Publication details
- Event: (Vienna)
- Year: 2022
- Organiser: European Geosciences Union
Structural restoration using kinematic principles of fault-related folding is a valuable tool in building realistic geological models. Models are, however, typically uncertain and non-unique. While data inversion methods can be employed to find a best-fit model and estimate uncertainty, their use is limited to relatively simple models involving a single fault in two dimensions. In this work, we employ an iterative form of the Ensemble Kalman Filter (EnKF) together with a kinematic model for deformation around normal faults to build and restore three-dimensional structural geologic models.
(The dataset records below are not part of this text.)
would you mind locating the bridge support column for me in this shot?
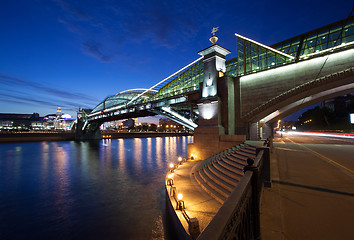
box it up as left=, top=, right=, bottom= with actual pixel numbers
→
left=187, top=41, right=245, bottom=160
left=248, top=121, right=274, bottom=140
left=234, top=76, right=248, bottom=136
left=75, top=111, right=101, bottom=141
left=249, top=122, right=259, bottom=140
left=264, top=122, right=274, bottom=139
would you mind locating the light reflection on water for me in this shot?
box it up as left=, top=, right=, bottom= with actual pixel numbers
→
left=0, top=136, right=193, bottom=240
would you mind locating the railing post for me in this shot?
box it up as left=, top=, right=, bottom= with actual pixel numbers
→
left=256, top=147, right=271, bottom=188
left=188, top=218, right=200, bottom=240
left=244, top=158, right=261, bottom=240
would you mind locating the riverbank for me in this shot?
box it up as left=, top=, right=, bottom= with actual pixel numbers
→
left=0, top=131, right=192, bottom=143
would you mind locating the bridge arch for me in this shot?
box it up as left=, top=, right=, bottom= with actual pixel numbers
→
left=236, top=47, right=354, bottom=140
left=90, top=88, right=157, bottom=115
left=246, top=67, right=354, bottom=123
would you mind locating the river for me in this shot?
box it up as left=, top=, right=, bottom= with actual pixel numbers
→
left=0, top=136, right=193, bottom=239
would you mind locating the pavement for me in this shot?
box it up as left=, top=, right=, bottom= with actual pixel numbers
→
left=167, top=136, right=354, bottom=239
left=260, top=135, right=354, bottom=240
left=166, top=160, right=222, bottom=235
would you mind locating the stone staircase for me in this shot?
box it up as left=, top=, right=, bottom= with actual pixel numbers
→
left=193, top=144, right=257, bottom=204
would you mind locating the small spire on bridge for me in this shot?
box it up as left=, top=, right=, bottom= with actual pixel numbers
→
left=210, top=27, right=219, bottom=44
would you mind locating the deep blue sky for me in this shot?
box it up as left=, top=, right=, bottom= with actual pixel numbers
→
left=0, top=0, right=352, bottom=120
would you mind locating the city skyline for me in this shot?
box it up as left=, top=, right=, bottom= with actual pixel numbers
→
left=0, top=0, right=351, bottom=120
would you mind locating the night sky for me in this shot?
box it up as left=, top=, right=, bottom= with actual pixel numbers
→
left=0, top=0, right=352, bottom=120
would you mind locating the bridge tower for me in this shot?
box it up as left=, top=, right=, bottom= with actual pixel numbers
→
left=187, top=30, right=245, bottom=160
left=75, top=109, right=101, bottom=140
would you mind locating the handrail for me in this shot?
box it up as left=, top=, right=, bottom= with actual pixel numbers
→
left=197, top=147, right=269, bottom=240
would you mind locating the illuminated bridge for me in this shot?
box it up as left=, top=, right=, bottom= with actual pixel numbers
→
left=76, top=16, right=354, bottom=157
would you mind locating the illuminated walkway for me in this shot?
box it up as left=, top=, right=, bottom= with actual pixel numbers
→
left=260, top=135, right=354, bottom=240
left=167, top=160, right=221, bottom=235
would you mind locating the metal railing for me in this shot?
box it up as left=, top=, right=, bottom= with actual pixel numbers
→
left=197, top=147, right=270, bottom=240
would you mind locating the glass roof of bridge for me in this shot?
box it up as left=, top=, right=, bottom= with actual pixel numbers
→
left=226, top=15, right=354, bottom=76
left=90, top=16, right=353, bottom=114
left=91, top=89, right=157, bottom=114
left=150, top=59, right=203, bottom=101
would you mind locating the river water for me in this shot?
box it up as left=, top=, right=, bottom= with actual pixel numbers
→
left=0, top=136, right=193, bottom=240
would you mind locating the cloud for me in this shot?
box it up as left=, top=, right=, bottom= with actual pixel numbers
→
left=82, top=40, right=113, bottom=62
left=0, top=74, right=98, bottom=112
left=53, top=0, right=204, bottom=61
left=0, top=74, right=98, bottom=103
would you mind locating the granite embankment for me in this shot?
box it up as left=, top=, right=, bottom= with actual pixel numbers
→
left=0, top=131, right=192, bottom=143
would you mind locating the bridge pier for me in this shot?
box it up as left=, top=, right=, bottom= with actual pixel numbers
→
left=248, top=121, right=274, bottom=140
left=75, top=111, right=101, bottom=141
left=187, top=40, right=245, bottom=160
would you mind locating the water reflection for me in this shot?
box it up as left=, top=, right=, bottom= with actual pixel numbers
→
left=0, top=136, right=188, bottom=239
left=147, top=138, right=152, bottom=166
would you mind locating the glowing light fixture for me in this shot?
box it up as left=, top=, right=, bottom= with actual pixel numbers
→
left=169, top=163, right=175, bottom=172
left=177, top=193, right=183, bottom=200
left=178, top=157, right=183, bottom=165
left=198, top=101, right=218, bottom=120
left=167, top=173, right=174, bottom=186
left=176, top=193, right=185, bottom=210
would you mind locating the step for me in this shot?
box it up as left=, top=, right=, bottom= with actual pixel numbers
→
left=241, top=148, right=257, bottom=155
left=198, top=168, right=230, bottom=199
left=225, top=154, right=247, bottom=166
left=203, top=165, right=234, bottom=192
left=240, top=144, right=257, bottom=154
left=221, top=156, right=245, bottom=171
left=194, top=171, right=226, bottom=204
left=208, top=164, right=238, bottom=187
left=213, top=162, right=241, bottom=182
left=216, top=160, right=244, bottom=178
left=239, top=149, right=256, bottom=158
left=230, top=151, right=251, bottom=160
left=241, top=143, right=257, bottom=150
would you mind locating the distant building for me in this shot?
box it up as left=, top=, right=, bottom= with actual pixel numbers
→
left=123, top=118, right=135, bottom=128
left=0, top=113, right=43, bottom=131
left=159, top=118, right=179, bottom=126
left=44, top=112, right=75, bottom=131
left=158, top=118, right=185, bottom=132
left=320, top=94, right=354, bottom=118
left=0, top=108, right=75, bottom=132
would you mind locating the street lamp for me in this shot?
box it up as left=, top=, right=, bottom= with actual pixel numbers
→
left=169, top=163, right=175, bottom=172
left=167, top=173, right=174, bottom=186
left=176, top=193, right=185, bottom=210
left=178, top=156, right=183, bottom=165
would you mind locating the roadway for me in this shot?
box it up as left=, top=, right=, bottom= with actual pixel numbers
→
left=260, top=132, right=354, bottom=240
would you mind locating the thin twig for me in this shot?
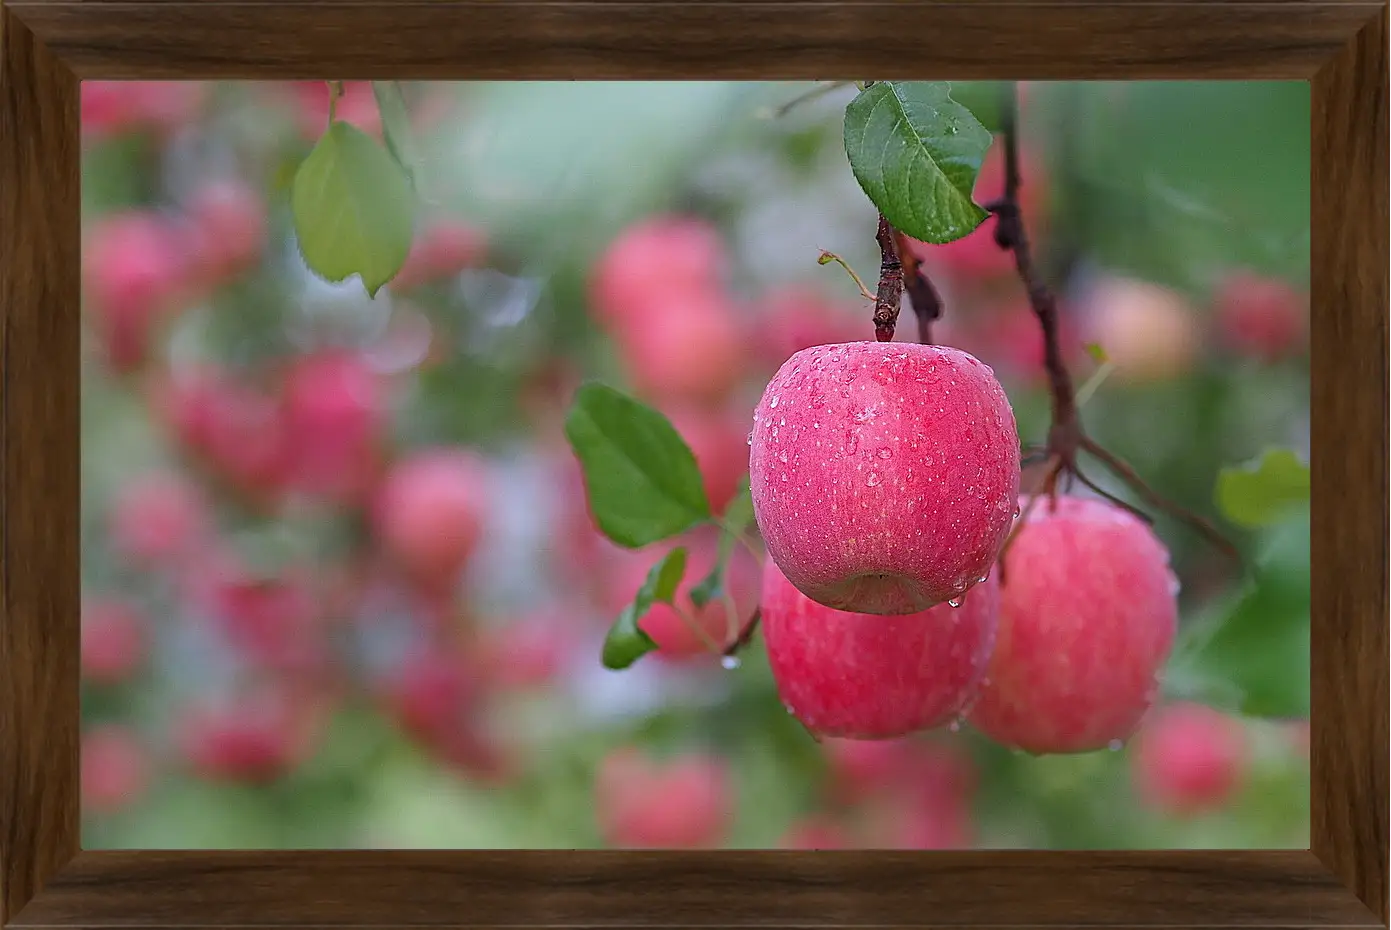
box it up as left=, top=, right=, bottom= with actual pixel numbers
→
left=768, top=81, right=854, bottom=119
left=818, top=250, right=876, bottom=302
left=1080, top=437, right=1244, bottom=568
left=722, top=608, right=762, bottom=657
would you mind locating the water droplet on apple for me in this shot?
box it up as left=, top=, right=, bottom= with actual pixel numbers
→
left=866, top=472, right=881, bottom=487
left=948, top=719, right=962, bottom=733
left=976, top=575, right=988, bottom=585
left=721, top=655, right=741, bottom=670
left=1168, top=573, right=1182, bottom=597
left=876, top=447, right=892, bottom=460
left=846, top=436, right=859, bottom=456
left=948, top=595, right=964, bottom=608
left=770, top=396, right=779, bottom=408
left=1107, top=739, right=1124, bottom=752
left=746, top=432, right=754, bottom=446
left=778, top=452, right=788, bottom=463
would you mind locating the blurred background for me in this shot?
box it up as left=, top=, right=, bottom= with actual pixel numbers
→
left=80, top=81, right=1310, bottom=850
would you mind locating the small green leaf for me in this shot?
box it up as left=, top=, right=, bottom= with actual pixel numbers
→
left=691, top=478, right=754, bottom=610
left=601, top=548, right=688, bottom=670
left=563, top=383, right=712, bottom=548
left=843, top=81, right=992, bottom=244
left=1216, top=448, right=1310, bottom=529
left=291, top=120, right=416, bottom=297
left=1085, top=342, right=1109, bottom=364
left=687, top=567, right=723, bottom=611
left=372, top=81, right=421, bottom=191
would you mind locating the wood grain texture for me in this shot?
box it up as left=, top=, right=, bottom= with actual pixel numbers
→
left=7, top=850, right=1385, bottom=927
left=1309, top=6, right=1391, bottom=925
left=3, top=1, right=1379, bottom=80
left=0, top=1, right=1387, bottom=928
left=0, top=3, right=82, bottom=927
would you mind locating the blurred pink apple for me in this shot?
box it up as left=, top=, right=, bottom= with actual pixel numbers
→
left=1131, top=702, right=1249, bottom=816
left=374, top=449, right=490, bottom=590
left=81, top=598, right=147, bottom=686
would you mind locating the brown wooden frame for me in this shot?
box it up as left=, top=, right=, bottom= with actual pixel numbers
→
left=2, top=1, right=1386, bottom=926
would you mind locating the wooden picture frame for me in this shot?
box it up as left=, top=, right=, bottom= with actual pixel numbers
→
left=2, top=1, right=1386, bottom=926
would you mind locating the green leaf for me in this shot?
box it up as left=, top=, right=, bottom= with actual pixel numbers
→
left=690, top=478, right=754, bottom=610
left=372, top=81, right=421, bottom=191
left=843, top=81, right=992, bottom=244
left=563, top=383, right=712, bottom=548
left=1167, top=509, right=1310, bottom=718
left=601, top=547, right=688, bottom=669
left=1216, top=448, right=1310, bottom=529
left=291, top=120, right=416, bottom=297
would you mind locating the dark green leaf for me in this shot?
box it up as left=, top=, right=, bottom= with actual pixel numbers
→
left=1216, top=448, right=1310, bottom=528
left=291, top=120, right=416, bottom=297
left=843, top=81, right=992, bottom=244
left=371, top=81, right=421, bottom=191
left=601, top=547, right=688, bottom=670
left=563, top=383, right=712, bottom=548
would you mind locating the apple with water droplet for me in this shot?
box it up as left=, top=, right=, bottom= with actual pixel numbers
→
left=760, top=557, right=999, bottom=739
left=968, top=495, right=1178, bottom=754
left=749, top=342, right=1020, bottom=615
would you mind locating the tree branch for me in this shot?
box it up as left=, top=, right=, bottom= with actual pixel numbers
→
left=891, top=227, right=942, bottom=344
left=873, top=214, right=904, bottom=342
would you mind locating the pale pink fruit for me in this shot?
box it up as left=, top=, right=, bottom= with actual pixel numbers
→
left=280, top=351, right=386, bottom=502
left=595, top=748, right=734, bottom=849
left=393, top=219, right=487, bottom=290
left=375, top=449, right=489, bottom=589
left=1131, top=703, right=1249, bottom=815
left=750, top=342, right=1020, bottom=615
left=81, top=599, right=146, bottom=685
left=83, top=211, right=188, bottom=371
left=109, top=472, right=207, bottom=567
left=617, top=291, right=747, bottom=405
left=1082, top=276, right=1201, bottom=382
left=186, top=179, right=268, bottom=283
left=82, top=726, right=150, bottom=815
left=756, top=287, right=864, bottom=368
left=664, top=404, right=751, bottom=515
left=590, top=217, right=726, bottom=326
left=761, top=558, right=999, bottom=739
left=969, top=495, right=1179, bottom=754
The EnKF is ideally suited to data inversion problems that involve large numbers of model parameters and is frequently used in reservoir simulations, which often do not consider
uncertainty in geologic structure. We develop a workflow in which fault geometry, the distribution of slip on a fault, and the geometry of folded horizons are all modelled using the EnKF. The models are constrained by observations of faults and horizons in the present deformed state together
with the expectation that horizons should restore flat. We test two modelling approaches: a restoration-based approach in which the model is built in the deformed state and then restored, and a forward modelling-based approach in which the model is built in the restored state and then forward modelled to match present-day data. We test these methods first on a synthetic model involving a single fault and then on a real-world example involving five faults. Both the
restoration- and forward modelling-based methods work well for the synthetic model, but forward modelling works best for the more complex real-world case study. The EnKF method provides not only a best-fit model but also an estimate of model uncertainty. The estimation of uncertainty is,
however, hindered by the phenomenon of ensemble collapse, which results in underestimation of the uncertainty in model parameters at small ensemble sizes. We employ bootstrap-based
localization and covariance inflation to help mitigate this issue and use a dummy parameter to identify whether significant ensemble collapse has occurred. While ensemble collapse remains a challenge in some cases, the EnKF nonetheless shows considerable promise as a tool for building
complex many-parameter structural models that are kinematically restorable, and it holds the potential for future integration of structural modelling with other EnKF-based workflows in subsurface modelling.